Differential diagnosis. "What I expect isn't happening. Situations alpha, beta, or gamma might conceivably be happening based on my mental model of how things work. I already observe y, which eliminates situation alpha. Now z would be different between situation beta or gamma, so I just need to print z out and rerun...aha! Now that I know z, I can eliminate gamma, so the problem must be beta..." This sort of intense critical thinking is absolutely vital to functioning in technical subjects, and also enormously helpful in everyday life. But it's a skill that has to be trained, and our education system completely misses it.


Interestingly, I've long thought that Python is like the piano of programming languages. It takes almost no time to learn how to play Three Blind Mice, but an expert user can also play Rachmaninov.

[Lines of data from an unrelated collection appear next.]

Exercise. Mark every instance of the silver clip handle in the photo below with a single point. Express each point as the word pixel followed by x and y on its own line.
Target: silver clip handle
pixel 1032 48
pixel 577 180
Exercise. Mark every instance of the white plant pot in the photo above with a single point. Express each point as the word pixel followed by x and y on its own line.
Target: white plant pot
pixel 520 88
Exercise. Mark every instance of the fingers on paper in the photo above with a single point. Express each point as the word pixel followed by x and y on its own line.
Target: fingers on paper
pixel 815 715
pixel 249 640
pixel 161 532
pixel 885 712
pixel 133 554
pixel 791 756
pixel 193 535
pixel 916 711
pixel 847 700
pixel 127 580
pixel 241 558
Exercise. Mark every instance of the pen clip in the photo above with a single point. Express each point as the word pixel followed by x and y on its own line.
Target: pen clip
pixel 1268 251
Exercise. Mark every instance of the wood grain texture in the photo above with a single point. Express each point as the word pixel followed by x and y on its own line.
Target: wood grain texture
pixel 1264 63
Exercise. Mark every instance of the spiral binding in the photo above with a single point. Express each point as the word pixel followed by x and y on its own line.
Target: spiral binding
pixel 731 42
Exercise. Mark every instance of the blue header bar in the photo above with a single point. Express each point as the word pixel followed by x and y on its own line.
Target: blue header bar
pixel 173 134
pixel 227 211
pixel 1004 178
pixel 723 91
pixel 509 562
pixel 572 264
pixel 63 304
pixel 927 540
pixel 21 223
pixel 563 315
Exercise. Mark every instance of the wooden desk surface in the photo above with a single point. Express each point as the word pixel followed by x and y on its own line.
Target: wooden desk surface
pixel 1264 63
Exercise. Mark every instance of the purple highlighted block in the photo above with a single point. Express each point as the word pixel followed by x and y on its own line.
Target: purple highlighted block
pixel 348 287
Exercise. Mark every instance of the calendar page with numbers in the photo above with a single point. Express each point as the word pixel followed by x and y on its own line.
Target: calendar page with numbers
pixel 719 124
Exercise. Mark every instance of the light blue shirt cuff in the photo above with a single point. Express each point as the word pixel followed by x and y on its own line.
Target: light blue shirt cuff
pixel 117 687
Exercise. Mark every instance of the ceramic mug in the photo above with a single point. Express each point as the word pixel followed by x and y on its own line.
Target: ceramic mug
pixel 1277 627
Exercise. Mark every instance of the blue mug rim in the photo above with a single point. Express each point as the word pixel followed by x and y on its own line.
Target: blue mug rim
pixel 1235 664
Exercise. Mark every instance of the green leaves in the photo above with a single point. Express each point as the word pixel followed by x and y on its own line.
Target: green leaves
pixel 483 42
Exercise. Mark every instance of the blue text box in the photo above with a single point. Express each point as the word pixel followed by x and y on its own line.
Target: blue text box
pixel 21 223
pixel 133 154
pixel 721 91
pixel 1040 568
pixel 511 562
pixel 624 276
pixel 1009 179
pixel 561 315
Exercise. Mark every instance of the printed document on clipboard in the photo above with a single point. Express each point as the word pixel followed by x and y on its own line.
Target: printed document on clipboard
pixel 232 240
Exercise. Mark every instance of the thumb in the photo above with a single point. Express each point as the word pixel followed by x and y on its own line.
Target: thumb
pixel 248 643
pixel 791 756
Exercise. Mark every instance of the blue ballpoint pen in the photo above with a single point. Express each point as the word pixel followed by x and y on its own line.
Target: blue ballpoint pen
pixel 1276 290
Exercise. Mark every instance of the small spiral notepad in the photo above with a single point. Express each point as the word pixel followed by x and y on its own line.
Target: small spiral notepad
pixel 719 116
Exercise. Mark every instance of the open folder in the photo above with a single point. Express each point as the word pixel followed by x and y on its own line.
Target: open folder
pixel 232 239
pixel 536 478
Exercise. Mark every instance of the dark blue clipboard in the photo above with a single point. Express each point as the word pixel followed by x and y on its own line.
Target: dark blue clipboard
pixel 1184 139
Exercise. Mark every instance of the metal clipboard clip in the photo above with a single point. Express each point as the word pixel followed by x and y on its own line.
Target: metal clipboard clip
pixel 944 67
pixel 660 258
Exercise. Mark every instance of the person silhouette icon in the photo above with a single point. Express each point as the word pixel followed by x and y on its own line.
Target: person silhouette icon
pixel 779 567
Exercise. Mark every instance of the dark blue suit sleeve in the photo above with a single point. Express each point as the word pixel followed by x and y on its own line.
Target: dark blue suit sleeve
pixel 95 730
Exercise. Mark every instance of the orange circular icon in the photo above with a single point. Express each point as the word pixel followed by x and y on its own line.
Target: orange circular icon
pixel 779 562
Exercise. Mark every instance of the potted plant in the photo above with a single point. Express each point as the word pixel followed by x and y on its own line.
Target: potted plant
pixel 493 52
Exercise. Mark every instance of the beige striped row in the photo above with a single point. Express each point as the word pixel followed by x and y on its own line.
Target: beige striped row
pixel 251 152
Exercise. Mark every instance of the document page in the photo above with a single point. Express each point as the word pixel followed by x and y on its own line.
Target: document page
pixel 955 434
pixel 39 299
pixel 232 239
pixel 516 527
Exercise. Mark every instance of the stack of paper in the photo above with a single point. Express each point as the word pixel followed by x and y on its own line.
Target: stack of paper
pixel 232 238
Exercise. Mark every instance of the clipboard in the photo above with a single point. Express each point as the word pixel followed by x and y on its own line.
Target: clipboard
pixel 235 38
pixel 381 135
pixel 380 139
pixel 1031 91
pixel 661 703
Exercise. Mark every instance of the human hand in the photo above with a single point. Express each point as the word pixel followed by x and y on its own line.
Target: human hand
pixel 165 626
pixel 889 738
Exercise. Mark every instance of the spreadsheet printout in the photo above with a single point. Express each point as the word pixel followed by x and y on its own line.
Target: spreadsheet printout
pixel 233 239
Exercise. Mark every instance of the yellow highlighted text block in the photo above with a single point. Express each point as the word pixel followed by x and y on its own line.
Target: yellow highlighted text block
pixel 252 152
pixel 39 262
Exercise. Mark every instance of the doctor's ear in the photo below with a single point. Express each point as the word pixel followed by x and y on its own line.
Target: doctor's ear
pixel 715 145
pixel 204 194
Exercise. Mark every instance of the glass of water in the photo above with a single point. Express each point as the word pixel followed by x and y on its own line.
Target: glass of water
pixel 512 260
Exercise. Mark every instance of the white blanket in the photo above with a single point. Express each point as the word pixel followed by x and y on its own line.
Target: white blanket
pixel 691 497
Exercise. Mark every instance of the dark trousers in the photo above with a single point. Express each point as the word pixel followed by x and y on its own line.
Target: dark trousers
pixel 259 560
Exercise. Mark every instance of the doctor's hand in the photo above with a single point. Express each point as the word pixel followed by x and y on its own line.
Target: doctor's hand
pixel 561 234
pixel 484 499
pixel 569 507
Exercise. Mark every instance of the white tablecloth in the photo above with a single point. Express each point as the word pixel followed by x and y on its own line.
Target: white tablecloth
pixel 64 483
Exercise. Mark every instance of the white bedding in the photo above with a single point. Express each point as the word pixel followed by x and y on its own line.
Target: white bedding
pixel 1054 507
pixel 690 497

You should fix the links on your blog. All of them except for the HN discussion link have tommy.authpad.com prepended to them.


FIXED thanks!


also you are hotlinking some of your images from imgur, this is a big web design no-no. You dont control the host of those images and at some point they will expire leaving broken images on your page, this is best case scenario. The worse case is if the host you are hotlinking finds out what you are doing and changes all the images to some grouse pics to teach you a lesson. imgur is good image host so they would not do that but the problem still is if imgur goes down you can do nothing but twiddle your thumbs until they come back


Oh I know! Thank you so much for that input. I was really hesitant about posting that link because I don't actually use that site. I'm re-designing it now for what I actually do consulting for (healthcare, hiring, and biz dev for companies that build software and have trouble with sales)

That was just quick and dirty


if it's done right, it's never easy. But it can be and indeed should be fun.